米国と北朝鮮のにらみ合いが激化し、開戦が間近との報道が続いている。だが、中国事情に詳しい拓殖大学教授の富坂聰氏は、「米国は北朝鮮の核保有の問題を、まだ対ロシアや対中東の問題と比較して優先順位が高いとは判断していない」とみている。その根拠は、中国に対北朝鮮政策の仲介を要求していることである。
「米国が本気なら、中国に圧力をかけることを依頼するような“人任せ”にしないで、自国が直接乗り出して北朝鮮と交渉するだろう。中国を間に入れていることから、アメリカは本気で力を行使する段階にはまだ至っていないと考えているのではないか」(富坂氏)
しかも現時点で、米国には北朝鮮に軍事攻撃を仕掛ける正当性がない。軍事攻撃の正当性があれば国連軍が出動すればよいので、米国が単独で攻撃すべき問題ではない。
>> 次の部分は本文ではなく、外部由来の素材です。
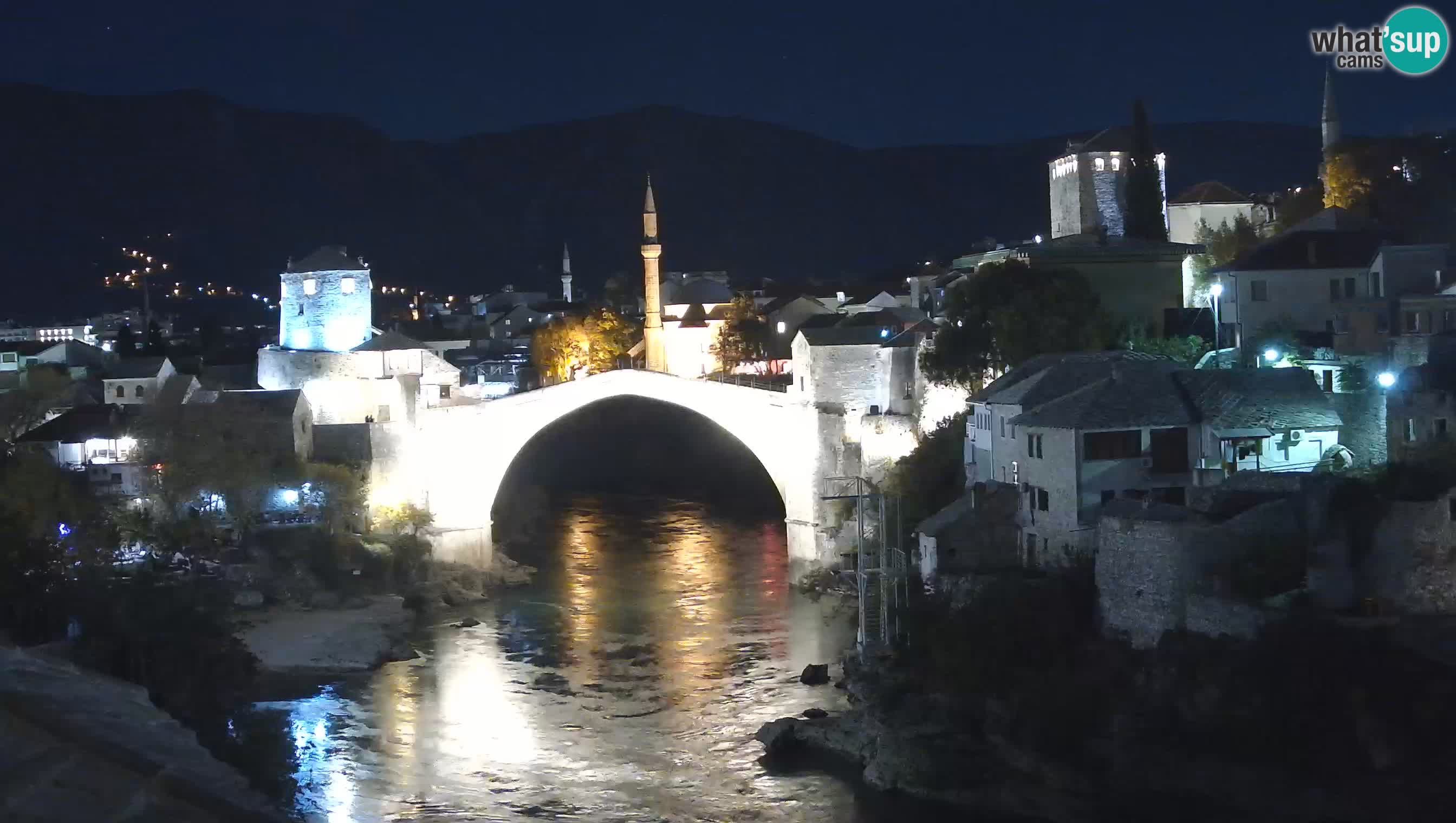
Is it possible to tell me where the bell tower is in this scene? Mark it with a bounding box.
[642,175,667,371]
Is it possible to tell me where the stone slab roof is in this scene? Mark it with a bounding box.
[1168,181,1253,205]
[288,246,368,271]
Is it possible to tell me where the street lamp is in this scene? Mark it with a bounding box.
[1208,283,1223,369]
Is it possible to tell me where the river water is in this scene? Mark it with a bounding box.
[229,497,908,823]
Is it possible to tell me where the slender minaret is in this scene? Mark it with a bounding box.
[561,243,571,303]
[642,175,667,371]
[1319,68,1340,154]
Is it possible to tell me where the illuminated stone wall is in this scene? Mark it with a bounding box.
[407,370,844,565]
[278,270,373,351]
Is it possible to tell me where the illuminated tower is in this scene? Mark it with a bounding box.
[642,175,667,371]
[561,243,571,303]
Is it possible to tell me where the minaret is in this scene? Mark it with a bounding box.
[561,243,571,303]
[642,175,667,371]
[1319,68,1340,154]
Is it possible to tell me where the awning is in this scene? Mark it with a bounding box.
[1213,427,1274,440]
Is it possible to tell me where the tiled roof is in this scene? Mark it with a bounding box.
[288,246,368,271]
[971,350,1178,409]
[1168,181,1253,205]
[1178,369,1342,430]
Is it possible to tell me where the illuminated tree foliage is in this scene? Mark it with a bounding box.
[712,294,772,373]
[920,261,1113,390]
[1325,152,1370,208]
[1127,101,1168,240]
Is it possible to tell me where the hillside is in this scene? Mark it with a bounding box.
[0,84,1318,311]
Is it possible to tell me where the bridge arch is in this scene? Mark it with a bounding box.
[408,370,828,564]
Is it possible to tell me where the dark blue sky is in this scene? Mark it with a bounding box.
[0,0,1456,146]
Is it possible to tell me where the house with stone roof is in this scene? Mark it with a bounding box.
[967,351,1342,567]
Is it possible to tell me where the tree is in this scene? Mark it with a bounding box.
[712,294,772,373]
[920,259,1113,390]
[0,365,73,445]
[112,323,137,357]
[142,321,166,357]
[531,316,588,383]
[582,306,641,374]
[1127,99,1168,240]
[1122,329,1211,369]
[1323,152,1370,208]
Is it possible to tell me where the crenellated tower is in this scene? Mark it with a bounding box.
[642,175,667,371]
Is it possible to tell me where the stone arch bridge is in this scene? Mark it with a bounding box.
[390,370,857,565]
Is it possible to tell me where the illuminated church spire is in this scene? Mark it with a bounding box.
[642,175,667,371]
[561,243,571,303]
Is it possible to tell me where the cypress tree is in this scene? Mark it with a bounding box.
[1127,99,1168,240]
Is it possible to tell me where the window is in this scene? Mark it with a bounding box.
[1082,428,1143,460]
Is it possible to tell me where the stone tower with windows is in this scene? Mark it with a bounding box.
[278,240,374,351]
[642,181,667,371]
[1047,128,1168,238]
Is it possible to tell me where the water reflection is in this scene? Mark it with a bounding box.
[240,498,882,823]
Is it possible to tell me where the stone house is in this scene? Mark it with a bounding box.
[967,352,1341,567]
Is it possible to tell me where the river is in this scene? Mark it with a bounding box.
[229,495,932,823]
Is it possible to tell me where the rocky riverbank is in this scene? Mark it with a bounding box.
[757,597,1456,823]
[237,595,415,675]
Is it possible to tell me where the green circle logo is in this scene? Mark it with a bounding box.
[1384,6,1450,74]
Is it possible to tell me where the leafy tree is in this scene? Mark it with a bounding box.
[1122,329,1213,369]
[144,321,166,357]
[920,259,1109,389]
[1127,99,1168,240]
[582,306,641,374]
[531,316,588,383]
[712,294,773,373]
[112,323,137,357]
[1274,181,1325,232]
[1323,152,1370,208]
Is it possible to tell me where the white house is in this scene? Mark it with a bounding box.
[967,352,1341,565]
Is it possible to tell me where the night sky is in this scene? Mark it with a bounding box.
[0,0,1456,147]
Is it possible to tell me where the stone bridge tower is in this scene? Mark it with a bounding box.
[642,175,667,371]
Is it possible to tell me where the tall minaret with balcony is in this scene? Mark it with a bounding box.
[642,181,667,371]
[561,243,571,303]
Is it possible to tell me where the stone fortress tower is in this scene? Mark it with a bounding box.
[278,240,374,351]
[642,175,667,371]
[561,243,571,303]
[1047,127,1168,238]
米国に攻撃の正当性が付与されるのは、北朝鮮が在韓米軍をはじめ米国に軍事攻撃を仕掛けた時で、「そこで初めて米国は北朝鮮に対して軍事攻撃を開始することになるだろう」(同)という。北朝鮮軍と韓国軍・在韓米軍との間で戦火が交わる事態に至るが、中国とロシアが協調して阻止に動き、早期に鎮静するとの見方が強い。
14日には、ティラーソン国務長官に続いてトランプ大統領も、北朝鮮の体制転換を求めない方針だと米メディアが報じた。
「日本では、米国が金正恩朝鮮労働党委員長の斬首作戦を選択肢に加えていると報道されているが、米国は斬首作戦を考えていない。じつはトランプ政権はオバマ政権よりも、北朝鮮との対話のハードルを下げている」(同)
なぜ、対話のハードルを下げたのか。その理由を探るヒントは、ティラーソン国務長官が体制転換を求めないことをほのめかした時期にある。それは、トランプ大統領と習近平国家主席との首脳会談が終わった後のことだった。
「習近平がトランプに対して『中国が北朝鮮に核実験やミサイル発射を阻止するように動くから、米国もオバマ政権時代よりも対話の道を開いてほしい』と確約を取り付けたことが考えられる」(同)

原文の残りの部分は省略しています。